If a full plank position from hands and feet is too difficult, perform plank from your hands and knees. As with push-ups, be sure that as you become stronger, attempt as many plank shoulder taps from hands and feet as you can before switching to hands and knees. This is an excellent way to continually challenge yourself.
How to Do Jumping Jacks
Most of us started out doing jumping jacks, and it’s a familiar movement. However, it’s good for the sake of review to ensure that your movements and posture are helping you maximize this total body exercise.
- Stand upright (no slouching or rolling at the top of your back) with your legs together and arms at your sides.
- Bend your knees slightly (don’t lock out your knees), and jump into the air.
- As you jump, spread your legs to be about shoulder-width apart. Your legs do not need to extend beyond that position. Stretch your arms out and over your head.
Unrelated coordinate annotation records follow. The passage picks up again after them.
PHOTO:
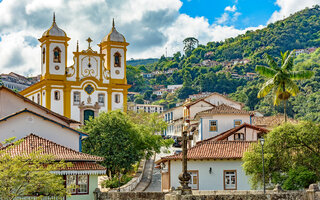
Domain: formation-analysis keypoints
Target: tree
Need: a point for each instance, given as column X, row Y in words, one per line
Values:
column 292, row 157
column 190, row 44
column 281, row 78
column 29, row 175
column 120, row 140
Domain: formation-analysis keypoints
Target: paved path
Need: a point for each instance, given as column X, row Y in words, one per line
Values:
column 146, row 177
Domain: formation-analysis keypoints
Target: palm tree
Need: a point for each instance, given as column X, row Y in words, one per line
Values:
column 281, row 78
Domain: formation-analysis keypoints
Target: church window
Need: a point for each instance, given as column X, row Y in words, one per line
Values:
column 57, row 55
column 101, row 99
column 117, row 98
column 89, row 89
column 76, row 98
column 117, row 62
column 56, row 95
column 38, row 98
column 43, row 55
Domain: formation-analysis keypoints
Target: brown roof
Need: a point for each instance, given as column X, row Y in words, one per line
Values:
column 77, row 166
column 224, row 96
column 197, row 101
column 33, row 142
column 43, row 117
column 66, row 119
column 223, row 109
column 213, row 150
column 271, row 121
column 229, row 132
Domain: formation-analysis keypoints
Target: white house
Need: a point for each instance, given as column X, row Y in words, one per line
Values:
column 220, row 119
column 213, row 165
column 19, row 116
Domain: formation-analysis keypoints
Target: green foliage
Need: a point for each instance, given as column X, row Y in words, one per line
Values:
column 291, row 154
column 30, row 174
column 121, row 140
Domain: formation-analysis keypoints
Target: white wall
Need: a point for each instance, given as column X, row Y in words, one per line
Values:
column 224, row 123
column 218, row 100
column 213, row 181
column 23, row 124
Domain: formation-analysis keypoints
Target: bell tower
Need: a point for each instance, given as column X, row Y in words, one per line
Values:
column 54, row 44
column 114, row 46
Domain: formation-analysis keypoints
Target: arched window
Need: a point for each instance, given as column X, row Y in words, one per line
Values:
column 56, row 95
column 57, row 55
column 117, row 98
column 117, row 61
column 43, row 55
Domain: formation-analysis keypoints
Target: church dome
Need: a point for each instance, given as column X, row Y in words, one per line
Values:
column 54, row 30
column 114, row 35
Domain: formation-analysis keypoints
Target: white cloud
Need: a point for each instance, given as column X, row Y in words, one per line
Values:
column 288, row 7
column 231, row 9
column 149, row 27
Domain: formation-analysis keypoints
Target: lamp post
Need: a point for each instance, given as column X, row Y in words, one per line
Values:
column 264, row 183
column 184, row 177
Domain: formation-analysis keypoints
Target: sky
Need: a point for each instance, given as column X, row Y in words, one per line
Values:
column 152, row 27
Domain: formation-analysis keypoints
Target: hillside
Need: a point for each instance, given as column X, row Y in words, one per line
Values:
column 224, row 66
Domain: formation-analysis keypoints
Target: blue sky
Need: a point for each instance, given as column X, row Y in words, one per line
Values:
column 252, row 12
column 152, row 27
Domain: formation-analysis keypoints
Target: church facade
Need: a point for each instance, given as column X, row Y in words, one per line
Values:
column 96, row 81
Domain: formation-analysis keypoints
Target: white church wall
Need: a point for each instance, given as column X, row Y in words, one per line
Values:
column 23, row 124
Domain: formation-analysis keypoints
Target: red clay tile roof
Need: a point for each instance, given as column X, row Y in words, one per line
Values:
column 78, row 166
column 223, row 109
column 229, row 132
column 213, row 150
column 33, row 142
column 271, row 121
column 43, row 117
column 66, row 119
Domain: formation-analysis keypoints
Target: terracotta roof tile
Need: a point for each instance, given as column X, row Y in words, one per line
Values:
column 65, row 119
column 33, row 142
column 229, row 132
column 223, row 109
column 85, row 166
column 213, row 150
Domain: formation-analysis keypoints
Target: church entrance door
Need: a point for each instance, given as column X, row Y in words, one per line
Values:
column 87, row 114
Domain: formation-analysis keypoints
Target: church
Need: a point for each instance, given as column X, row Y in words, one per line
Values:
column 95, row 82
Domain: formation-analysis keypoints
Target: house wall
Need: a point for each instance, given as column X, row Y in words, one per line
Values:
column 215, row 180
column 93, row 184
column 224, row 123
column 218, row 100
column 198, row 107
column 9, row 104
column 23, row 124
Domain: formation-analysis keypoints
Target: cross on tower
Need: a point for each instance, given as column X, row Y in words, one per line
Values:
column 89, row 41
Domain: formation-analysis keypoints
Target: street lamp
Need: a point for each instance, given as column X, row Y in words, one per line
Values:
column 185, row 177
column 264, row 183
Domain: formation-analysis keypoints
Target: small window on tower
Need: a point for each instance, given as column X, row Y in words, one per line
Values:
column 43, row 55
column 76, row 98
column 117, row 98
column 56, row 95
column 57, row 55
column 117, row 60
column 101, row 99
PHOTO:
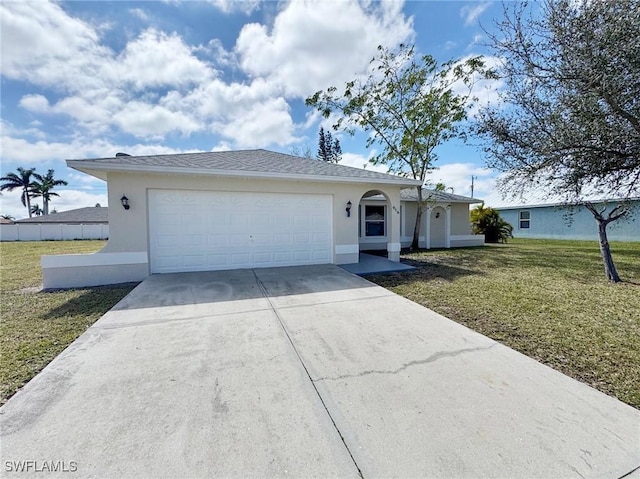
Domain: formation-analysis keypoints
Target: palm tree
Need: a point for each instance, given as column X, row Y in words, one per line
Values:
column 42, row 188
column 21, row 180
column 36, row 210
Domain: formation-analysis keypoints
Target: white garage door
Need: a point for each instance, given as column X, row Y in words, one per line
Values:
column 205, row 230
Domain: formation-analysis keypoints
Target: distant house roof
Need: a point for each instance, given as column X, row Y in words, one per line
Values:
column 243, row 163
column 88, row 215
column 410, row 194
column 540, row 199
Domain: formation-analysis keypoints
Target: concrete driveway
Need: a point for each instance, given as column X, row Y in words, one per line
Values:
column 303, row 372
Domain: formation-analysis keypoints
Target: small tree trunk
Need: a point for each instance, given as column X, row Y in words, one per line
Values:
column 605, row 250
column 415, row 243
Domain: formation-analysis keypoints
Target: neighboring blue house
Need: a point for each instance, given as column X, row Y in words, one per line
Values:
column 557, row 221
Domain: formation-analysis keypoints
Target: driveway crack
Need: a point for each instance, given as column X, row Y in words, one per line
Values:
column 304, row 366
column 433, row 358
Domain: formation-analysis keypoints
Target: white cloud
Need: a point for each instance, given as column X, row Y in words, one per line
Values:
column 156, row 59
column 458, row 176
column 140, row 13
column 35, row 103
column 360, row 161
column 264, row 123
column 231, row 6
column 313, row 45
column 159, row 85
column 470, row 13
column 144, row 120
column 19, row 150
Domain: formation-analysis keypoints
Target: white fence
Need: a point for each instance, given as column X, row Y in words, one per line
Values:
column 41, row 232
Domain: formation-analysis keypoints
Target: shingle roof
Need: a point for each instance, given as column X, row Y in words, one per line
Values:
column 258, row 163
column 88, row 215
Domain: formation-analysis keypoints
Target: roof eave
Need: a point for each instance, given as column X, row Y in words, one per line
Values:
column 100, row 171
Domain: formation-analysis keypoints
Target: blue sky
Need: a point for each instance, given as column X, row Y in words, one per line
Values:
column 89, row 79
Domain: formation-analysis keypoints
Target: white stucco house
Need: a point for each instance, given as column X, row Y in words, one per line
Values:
column 249, row 209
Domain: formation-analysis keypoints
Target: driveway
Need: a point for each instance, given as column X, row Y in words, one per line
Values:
column 303, row 372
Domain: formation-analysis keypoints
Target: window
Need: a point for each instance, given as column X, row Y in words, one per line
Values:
column 374, row 224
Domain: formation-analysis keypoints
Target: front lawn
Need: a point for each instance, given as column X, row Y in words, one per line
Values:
column 547, row 299
column 36, row 326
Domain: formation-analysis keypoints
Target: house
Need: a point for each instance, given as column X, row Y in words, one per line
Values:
column 81, row 223
column 242, row 209
column 445, row 220
column 534, row 217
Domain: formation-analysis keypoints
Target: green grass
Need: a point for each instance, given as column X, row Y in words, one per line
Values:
column 36, row 326
column 547, row 299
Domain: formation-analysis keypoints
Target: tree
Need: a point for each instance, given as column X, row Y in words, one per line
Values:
column 570, row 115
column 409, row 105
column 488, row 222
column 42, row 188
column 20, row 180
column 329, row 150
column 36, row 210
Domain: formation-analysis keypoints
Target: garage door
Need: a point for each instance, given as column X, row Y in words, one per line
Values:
column 204, row 230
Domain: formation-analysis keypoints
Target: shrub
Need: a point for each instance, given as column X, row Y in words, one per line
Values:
column 488, row 222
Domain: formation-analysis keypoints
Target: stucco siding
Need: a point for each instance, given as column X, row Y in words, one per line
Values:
column 460, row 222
column 555, row 222
column 129, row 228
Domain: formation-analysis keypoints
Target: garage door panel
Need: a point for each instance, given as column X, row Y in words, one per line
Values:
column 195, row 230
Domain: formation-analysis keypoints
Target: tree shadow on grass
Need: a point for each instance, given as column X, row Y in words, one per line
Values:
column 93, row 302
column 425, row 271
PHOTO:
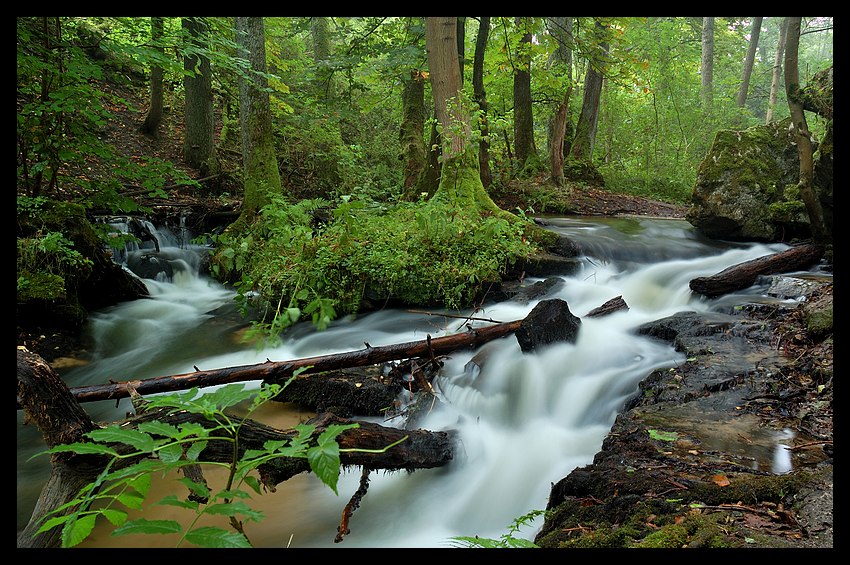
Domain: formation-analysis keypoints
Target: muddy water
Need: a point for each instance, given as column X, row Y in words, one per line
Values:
column 525, row 421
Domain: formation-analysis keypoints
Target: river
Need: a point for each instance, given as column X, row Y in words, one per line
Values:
column 525, row 422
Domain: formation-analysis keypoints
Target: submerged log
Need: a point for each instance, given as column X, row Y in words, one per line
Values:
column 280, row 372
column 744, row 274
column 48, row 403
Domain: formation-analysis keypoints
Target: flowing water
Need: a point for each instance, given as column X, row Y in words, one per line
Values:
column 525, row 421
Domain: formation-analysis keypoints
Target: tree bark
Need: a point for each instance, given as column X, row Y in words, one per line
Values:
column 804, row 137
column 524, row 147
column 481, row 98
column 582, row 148
column 49, row 402
column 748, row 63
column 559, row 148
column 777, row 69
column 414, row 154
column 744, row 274
column 259, row 158
column 707, row 66
column 154, row 115
column 280, row 372
column 198, row 143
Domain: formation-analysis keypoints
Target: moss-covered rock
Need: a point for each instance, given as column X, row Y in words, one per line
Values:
column 746, row 187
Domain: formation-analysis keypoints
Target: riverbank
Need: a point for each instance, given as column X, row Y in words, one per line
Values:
column 731, row 449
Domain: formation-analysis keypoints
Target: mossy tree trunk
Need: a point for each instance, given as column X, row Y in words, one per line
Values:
column 801, row 128
column 582, row 148
column 198, row 142
column 414, row 155
column 524, row 147
column 154, row 115
column 481, row 98
column 460, row 180
column 259, row 159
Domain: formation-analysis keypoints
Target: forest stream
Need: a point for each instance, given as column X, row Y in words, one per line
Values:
column 526, row 420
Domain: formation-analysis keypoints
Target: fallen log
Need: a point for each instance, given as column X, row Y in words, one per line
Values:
column 279, row 372
column 48, row 402
column 744, row 274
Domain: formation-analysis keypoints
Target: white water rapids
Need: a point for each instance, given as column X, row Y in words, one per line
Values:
column 525, row 421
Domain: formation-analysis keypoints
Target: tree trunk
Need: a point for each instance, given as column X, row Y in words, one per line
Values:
column 524, row 147
column 48, row 402
column 261, row 174
column 559, row 146
column 804, row 139
column 460, row 178
column 748, row 63
column 707, row 66
column 198, row 143
column 414, row 154
column 154, row 115
column 777, row 69
column 582, row 149
column 744, row 274
column 481, row 98
column 320, row 33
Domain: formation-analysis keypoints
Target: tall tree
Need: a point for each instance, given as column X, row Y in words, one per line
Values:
column 480, row 96
column 154, row 115
column 707, row 66
column 582, row 149
column 801, row 129
column 561, row 29
column 414, row 154
column 460, row 181
column 259, row 160
column 199, row 138
column 777, row 69
column 748, row 63
column 524, row 147
column 320, row 32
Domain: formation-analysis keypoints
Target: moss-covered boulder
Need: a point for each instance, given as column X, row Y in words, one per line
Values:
column 746, row 188
column 62, row 269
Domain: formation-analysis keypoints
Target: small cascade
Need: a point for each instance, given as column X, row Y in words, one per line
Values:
column 155, row 253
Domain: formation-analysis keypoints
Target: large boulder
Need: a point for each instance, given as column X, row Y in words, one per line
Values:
column 746, row 187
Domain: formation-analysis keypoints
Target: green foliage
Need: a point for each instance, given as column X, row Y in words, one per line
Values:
column 136, row 456
column 508, row 540
column 44, row 258
column 290, row 263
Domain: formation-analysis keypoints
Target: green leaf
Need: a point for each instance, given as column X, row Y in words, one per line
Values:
column 229, row 395
column 236, row 509
column 661, row 435
column 252, row 482
column 198, row 489
column 141, row 484
column 160, row 428
column 216, row 538
column 195, row 450
column 83, row 449
column 171, row 453
column 131, row 500
column 115, row 517
column 324, row 461
column 172, row 500
column 75, row 531
column 145, row 526
column 116, row 434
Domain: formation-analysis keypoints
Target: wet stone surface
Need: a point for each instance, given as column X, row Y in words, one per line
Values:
column 733, row 448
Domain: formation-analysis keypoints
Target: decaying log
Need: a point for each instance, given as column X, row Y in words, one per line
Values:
column 48, row 402
column 744, row 274
column 280, row 372
column 613, row 305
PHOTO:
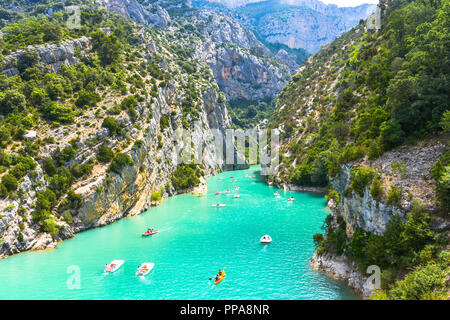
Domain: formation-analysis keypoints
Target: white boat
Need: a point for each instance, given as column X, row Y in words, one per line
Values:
column 266, row 239
column 219, row 205
column 145, row 268
column 114, row 265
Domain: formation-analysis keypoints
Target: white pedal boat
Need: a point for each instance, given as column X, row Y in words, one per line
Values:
column 114, row 265
column 219, row 205
column 145, row 268
column 266, row 239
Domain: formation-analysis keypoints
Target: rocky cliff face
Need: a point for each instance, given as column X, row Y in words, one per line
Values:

- Jump back to the starting position.
- Repeat with as many reps as possible.
The Take-Away: A Total Body Workout Can Be Done Anytime And Anywhere
Workouts do not need to be complicated or require weights or equipment to create an effective total-body workout. It’s reassuring to know that you can give yourself a great challenge, feel the muscle burn, and build muscle with no frills or extras. Bodyweight workouts are an excellent choice no matter your fitness level, and there’s always room to challenge yourself further.